L’objet de son attention était alors posé sur le côté ; bientôt, en s’aidant du coude et du genou, il s’avança lentement toujours couché vers l’entrée de la cabane ; l’intervalle qui se trouvait entre le seuil et la porte lui permit d’apercevoir les jambes d’un groupe de soldats qui se tenaient devant. Alors, avec patience et lenteur, il se remit à ramper vers la fenêtre entrouverte ; puis arrivé à trois pieds d’elle, il chercha dans sa poitrine une arme qui y était cachée, ramassa son corps sur lui-même, et d’un seul bond, d’un bond de jaguar, s’élança hors de la cabane. Marceau jeta un cri, il n’avait eu le temps ni de prévoir ni d’empêcher cette fuite. Un autre cri répondit au sien : celui-là était de malédiction. Le Vendéen, en tombant hors de la fenêtre, s’était trouvé face à face avec le général Dumas ; il avait voulu le frapper de son couteau, mais celui-ci, lui saisissant le poignet, l’avait ployé contre sa poitrine, et il n’avait plus qu’à pousser pour que le Vendéen se poignardât lui-même.

— Je t’avais promis un guide, Marceau, en voici un, et intelligent, je l’espère.

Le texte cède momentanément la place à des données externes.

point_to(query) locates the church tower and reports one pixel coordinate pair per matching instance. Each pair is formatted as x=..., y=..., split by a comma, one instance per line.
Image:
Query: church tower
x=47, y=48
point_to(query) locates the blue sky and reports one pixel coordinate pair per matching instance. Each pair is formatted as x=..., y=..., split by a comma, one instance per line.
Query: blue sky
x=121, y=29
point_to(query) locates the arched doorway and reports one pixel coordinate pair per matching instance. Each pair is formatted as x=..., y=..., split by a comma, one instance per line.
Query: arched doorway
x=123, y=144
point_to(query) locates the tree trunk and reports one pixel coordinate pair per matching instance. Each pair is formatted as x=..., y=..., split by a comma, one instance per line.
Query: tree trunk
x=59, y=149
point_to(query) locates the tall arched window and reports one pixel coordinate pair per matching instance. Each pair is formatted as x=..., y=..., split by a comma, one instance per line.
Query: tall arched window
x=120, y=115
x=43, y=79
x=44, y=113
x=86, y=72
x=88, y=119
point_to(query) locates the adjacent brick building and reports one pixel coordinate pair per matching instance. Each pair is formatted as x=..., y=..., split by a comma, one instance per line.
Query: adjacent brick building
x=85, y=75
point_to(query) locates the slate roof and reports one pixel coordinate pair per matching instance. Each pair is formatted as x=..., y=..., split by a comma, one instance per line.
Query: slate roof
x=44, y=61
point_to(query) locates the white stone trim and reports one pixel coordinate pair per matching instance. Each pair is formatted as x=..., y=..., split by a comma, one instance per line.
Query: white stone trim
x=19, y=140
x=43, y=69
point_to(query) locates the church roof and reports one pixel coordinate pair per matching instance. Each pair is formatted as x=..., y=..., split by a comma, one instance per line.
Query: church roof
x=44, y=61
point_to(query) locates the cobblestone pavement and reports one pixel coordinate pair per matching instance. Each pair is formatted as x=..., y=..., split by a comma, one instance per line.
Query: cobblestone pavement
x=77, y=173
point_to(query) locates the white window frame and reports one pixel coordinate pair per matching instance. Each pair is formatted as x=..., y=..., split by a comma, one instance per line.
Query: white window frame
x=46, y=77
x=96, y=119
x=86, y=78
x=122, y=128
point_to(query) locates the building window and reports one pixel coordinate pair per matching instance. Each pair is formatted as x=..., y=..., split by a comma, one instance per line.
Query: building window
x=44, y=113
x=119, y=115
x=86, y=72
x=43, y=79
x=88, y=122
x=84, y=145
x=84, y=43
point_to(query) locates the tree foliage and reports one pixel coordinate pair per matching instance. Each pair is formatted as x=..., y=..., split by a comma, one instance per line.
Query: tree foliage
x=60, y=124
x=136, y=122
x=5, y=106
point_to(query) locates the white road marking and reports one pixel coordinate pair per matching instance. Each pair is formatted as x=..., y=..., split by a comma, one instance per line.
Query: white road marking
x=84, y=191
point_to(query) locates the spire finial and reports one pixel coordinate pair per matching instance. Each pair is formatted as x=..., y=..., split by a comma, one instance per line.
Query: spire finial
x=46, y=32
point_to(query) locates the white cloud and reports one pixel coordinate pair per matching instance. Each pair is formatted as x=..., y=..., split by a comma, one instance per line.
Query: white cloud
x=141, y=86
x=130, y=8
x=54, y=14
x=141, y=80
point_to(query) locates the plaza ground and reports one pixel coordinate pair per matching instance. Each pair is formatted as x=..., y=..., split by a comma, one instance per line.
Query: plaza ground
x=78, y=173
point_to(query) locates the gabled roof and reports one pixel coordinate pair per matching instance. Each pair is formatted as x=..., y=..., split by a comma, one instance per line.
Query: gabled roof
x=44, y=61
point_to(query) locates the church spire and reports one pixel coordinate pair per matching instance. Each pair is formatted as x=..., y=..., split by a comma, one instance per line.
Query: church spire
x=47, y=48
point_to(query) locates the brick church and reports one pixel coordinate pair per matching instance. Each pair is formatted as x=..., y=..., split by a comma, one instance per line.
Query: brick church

— Je pourrais te faire fusiller, drôle, dit-il au paysan, il m’est plus commode de te laisser vivre. Tu as entendu notre conversation, mais tu ne la reporteras pas à ceux qui t’ont envoyé. – Citoyens, – il s’adressait aux soldats que cette scène curieuse avait amenés –, que deux de vous prennent chacun une main à cet homme, et se placent avec lui à la tête de la colonne, il sera notre guide ; si vous apercevez qu’il vous trompe, s’il fait un mouvement pour fuir, brûlez-lui la cervelle, et jetez-le par-dessus la haie.

Puis quelques ordres donnés à voix basse allèrent agiter cette ligne rompue de soldats qui s’étendait alentour des cendres qui avaient été un village. Ces groupes s’allongèrent, chaque peloton sembla se souder à l’autre. Une ligne noire se forma, descendit dans le long chemin creux qui sépare Saint-Crépin de Mont-faucon, s’y emboîta comme une roue dans une ornière, et, lorsque, quelques minutes après, la lune passa entre deux nuages, et se réfléchit un instant sur ce ruban de baïonnettes qui glissaient sans bruit, on eût cru voir ramper dans l’ombre un immense serpent noir à écailles d’acier.